The man with the Dragon Tattoo

Xi Jinping (pronounced ‘Shee Jinping’), currently Vice-President of China, is slated to take over as General Secretary of the Communist Party of China (CPC) at the 18th Party Congress in October 2012. He will thus be part of the ‘fifth generation’ of Chinese communist leaders to take power since 1949, following in the line of Mao Zedong, Deng Xiaoping, Jiang Zemin and current CPC General Secretary and state President Hu Jintao.

The 58-year old Xi is the son of a respected Communist Party elder who was purged in the Cultural Revolution before being rehabilitated in the Deng Xiaoping era. Xi is thus a ‘princeling’ as children of senior CPC functionaries are known, born as they are into privilege and important personal and professional networks.

Xi himself was sent down to his father’s native Shaanxi province during the Cultural Revolution at the age of 15 to be ‘reeducated’ through hard labour. In 1975, he entered China’s elite Tsinghua University and studied to become an engineer and presently also holds a PhD in law. Xi’s climb up the leadership echelons includes considerable experience at the top echelons of administration in Fujian and Zhejiang provinces as well as in Shanghai from where he was selected to become a member of the Politbureau Standing Committee in 2007 and thus marked out as the future leader of China.
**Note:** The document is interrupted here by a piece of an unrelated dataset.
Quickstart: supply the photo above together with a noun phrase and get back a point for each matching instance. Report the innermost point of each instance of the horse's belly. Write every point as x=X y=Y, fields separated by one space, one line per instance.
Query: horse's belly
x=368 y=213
He became in succession Vice-President of the country and vice-chairperson of the powerful Central Military Commission, being thus groomed to take over all the top positions in the Party, state and military.

It must be remembered that while China does not have elections of the kind we have in India, all of China’s leaders today are chosen by Party delegates on the basis of more or less clearly defined rules. Thus, educational qualifications and administrative experience are just as important as connections or guanxi, in their rise to the top. And there is a retirement age for the top leaders in office, even if this does not mean that they do not retain influence or power afterwards.

Chinese ‘civil society’ meanwhile, is seeking both accountability and increasing space for democratic expression. The question therefore, being asked of Xi is whether he can lead his cohort of fifth generation leaders and China itself towards democracy and the rule of law.

Whatever be Xi’s inclinations in this regard, he is unlikely to have a free hand to run the country according to his wishes, given that the members of each Politbureau Standing Committee are so selected as to be capable of checking any one leader from achieving unbridled power.

Unlike his predecessors Hu Jintao and Jiang Zemin, Xi has some limited military experience having served as a secretary to a former defence minister.

This would have provided him opportunities to gain some experience of the workings of the military and more importantly to build connections with future military leaders, many of them, themselves princelings. While these factors could possibly help Xi when he takes over as Chairman of the Central Military Commission in 2013, it remains to be seen how effectively Xi will maintain control over the Chinese military or whether it will constrain his foreign policy choices.